Властелин «чужого»: текстология и проблемы поэтики Д. С. Мережковского - страница 22

стр.

«Наружность Гёте. "Орлиные очи". Самая целительная из книг. Наполеон и Гёте. "Vous êtes un homme. Das war ein ganzer Kerl!". Вечная юность. Влюбленность. Мариенбадская элегия. Связь с природой.

Каменный гость. Смерть герцога и герцогини. Страдание. Гёте несчастный. "Wer nie sein Brot mit Tranen aß". "Вся моя жизнь – труд и забота". Смерть сына. Non ignoravi me mortalem genuisse. "Вперед! Вперед по могилам".

Безобщественность. Спор Кювье с Сент-Илером в Париж<ской> Академии и Июльская революция.

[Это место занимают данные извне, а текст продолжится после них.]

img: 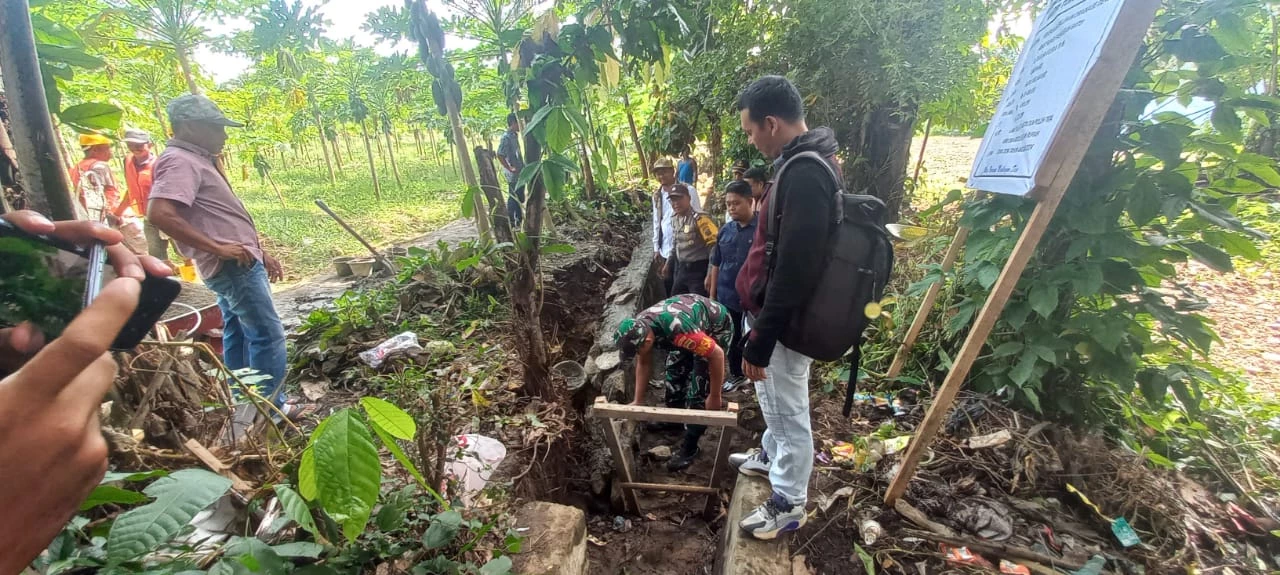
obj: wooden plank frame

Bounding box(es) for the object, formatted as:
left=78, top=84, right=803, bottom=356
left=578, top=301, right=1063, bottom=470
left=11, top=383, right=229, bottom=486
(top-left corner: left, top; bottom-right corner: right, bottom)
left=884, top=0, right=1160, bottom=506
left=590, top=397, right=739, bottom=517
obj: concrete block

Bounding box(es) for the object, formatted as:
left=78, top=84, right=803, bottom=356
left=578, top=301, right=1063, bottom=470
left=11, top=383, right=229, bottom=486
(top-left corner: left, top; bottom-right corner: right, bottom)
left=712, top=473, right=791, bottom=575
left=511, top=501, right=588, bottom=575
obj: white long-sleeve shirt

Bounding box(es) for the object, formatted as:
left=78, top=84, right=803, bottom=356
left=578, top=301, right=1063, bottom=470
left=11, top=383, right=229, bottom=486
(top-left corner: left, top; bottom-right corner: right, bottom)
left=653, top=186, right=703, bottom=259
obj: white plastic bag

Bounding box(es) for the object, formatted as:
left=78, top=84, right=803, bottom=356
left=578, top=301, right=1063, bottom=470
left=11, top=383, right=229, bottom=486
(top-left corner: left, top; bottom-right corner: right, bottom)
left=444, top=433, right=507, bottom=506
left=360, top=332, right=422, bottom=369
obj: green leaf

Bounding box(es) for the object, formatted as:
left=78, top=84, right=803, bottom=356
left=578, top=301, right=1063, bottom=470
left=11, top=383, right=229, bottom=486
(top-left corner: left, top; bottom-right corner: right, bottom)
left=1009, top=350, right=1039, bottom=387
left=79, top=485, right=147, bottom=511
left=271, top=540, right=324, bottom=560
left=106, top=469, right=232, bottom=565
left=1125, top=178, right=1164, bottom=225
left=360, top=397, right=417, bottom=442
left=298, top=445, right=320, bottom=501
left=538, top=243, right=577, bottom=255
left=1028, top=282, right=1059, bottom=319
left=480, top=556, right=511, bottom=575
left=311, top=409, right=383, bottom=540
left=1210, top=102, right=1240, bottom=142
left=275, top=485, right=321, bottom=539
left=978, top=261, right=1000, bottom=289
left=36, top=44, right=106, bottom=70
left=1201, top=229, right=1262, bottom=261
left=58, top=102, right=124, bottom=131
left=854, top=543, right=876, bottom=575
left=1183, top=242, right=1235, bottom=271
left=547, top=108, right=573, bottom=152
left=991, top=342, right=1023, bottom=359
left=422, top=511, right=462, bottom=549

Бог – в природе. Малиновка. Вездесущие Божие. Гёте и христианство. Религия бессмертия. Энтелехия, монада. Лай собаки. Смерть Гёте. "Передо мной лежал совершенный человек"

Л.Толстой и Гёте. Почему нам, русским, урок этот особенно важен. Наши сомнения в кумире. "Свет христов просвещает всех". Ангел в II ч. "Фауста": "Wer immer strebend sich bemüht, der können wir erlösen". Здесь "Ключ к спасению Фауста" – и спасению Гёте» (339).

В ходе работы над статьей некоторые фрагменты «Разговоров» заняли иное, в сравнении в первоначальным замыслом, место, однако автор в целом оставался в пределах своего плана. Большая часть выписок вошла в окончательную редакцию статьи. Приведем фрагмент из «Мелочей для вступления»:

«I. 219 – "Шекспир подал нам золотые яблоки в серебряных чашках. Но беда в том, что мы приобретаем серебряные чаши и валим в них картофель".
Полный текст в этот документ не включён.